Nach der zur Rechtslage vor Inkrafttreten des 2. Änderungsgesetzes ergangenen Rechtsprechung des Senats wirkt die Erteilung einer Zulassung für ein Pflanzenschutzmittel i.S.d. § 11 PflSchG nicht nur für den jeweiligen Antragsteller, das heißt personenbezogen, sondern produktbezogen; ein im Inland zugelassenes, aber für den Vertrieb im Ausland hergestelltes Pflanzenschutzmittel ist daher im Falle seiner Wiedereinfuhr ins Inland ohne Weiteres verkehrsfähig, sofern seine Identität mit dem zugelassenen Mittel feststeht. Nichts anderes hatte jedenfalls in der Zeit bis zum Inkrafttreten des 2. Änderungsgesetzes für die nach § 31c Abs. 1 PflSchG bei Zusatzstoffen erforderliche Aufnahme in die beim Bundesamt geführte Liste über Zusatzstoffe zu gelten.

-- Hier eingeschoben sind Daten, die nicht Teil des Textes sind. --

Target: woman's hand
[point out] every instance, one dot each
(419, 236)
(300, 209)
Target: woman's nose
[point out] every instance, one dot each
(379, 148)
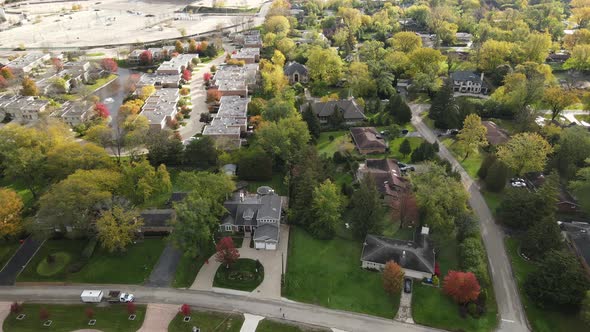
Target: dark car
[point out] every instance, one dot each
(407, 285)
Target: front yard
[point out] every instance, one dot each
(328, 273)
(541, 320)
(131, 267)
(66, 318)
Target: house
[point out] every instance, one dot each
(495, 135)
(296, 72)
(388, 179)
(417, 259)
(468, 82)
(351, 111)
(577, 236)
(368, 140)
(157, 220)
(259, 213)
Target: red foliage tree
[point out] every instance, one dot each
(131, 308)
(226, 251)
(43, 313)
(101, 110)
(109, 65)
(89, 313)
(186, 75)
(146, 58)
(185, 309)
(463, 287)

Das OLG hat zu Unrecht angenommen, dass die durch das 2. Änderungsgesetz neu eingefügte Bestimmung des § 16c Abs. 1 S. 1 PflSchG Anlass zu einem bereits im Streitfall zu beachtenden geänderten Verständnis des § 31c Abs. 1 PflSchG gab. Eine entsprechende mittelbare Wirkung konnte die in § 16c Abs. 1 S. 1 PflSchG enthaltene Neuregelung nämlich allenfalls ab dem 1.1.2007 entfalten, also ab dem Zeitpunkt ab dem sie gem. § 45 Abs. 12 PflSchG erstmals anzuwenden war.

Im Hinblick auf die Frage, ob das Verhalten der Beklagten geeignet war, die Interessen der Verbraucher spürbar i.S.v. § 3 UWG 2004, § 3 Abs. 1 UWG 2008 zu beeinträchtigen, ist für den zweiten Rechtsgang festzuhalten, dass die Revision ohne Erfolg darauf verweist, dass das Mittel der Beklagten nur in einem einzigen Fall angeboten und dabei auch nicht in den Verkehr gelangt ist. Sie lässt dabei unberücksichtigt, dass die Häufigkeit oder Dauer einer unlauteren Handlung zwar deren Spürbarkeit erhöhen, daraus aber nicht der Umkehrschluss gezogen werden kann, dass eine unlautere Handlung schon deshalb nicht spürbar ist, weil sie nur einmal oder nur für kurze Zeit vorgenommen worden ist.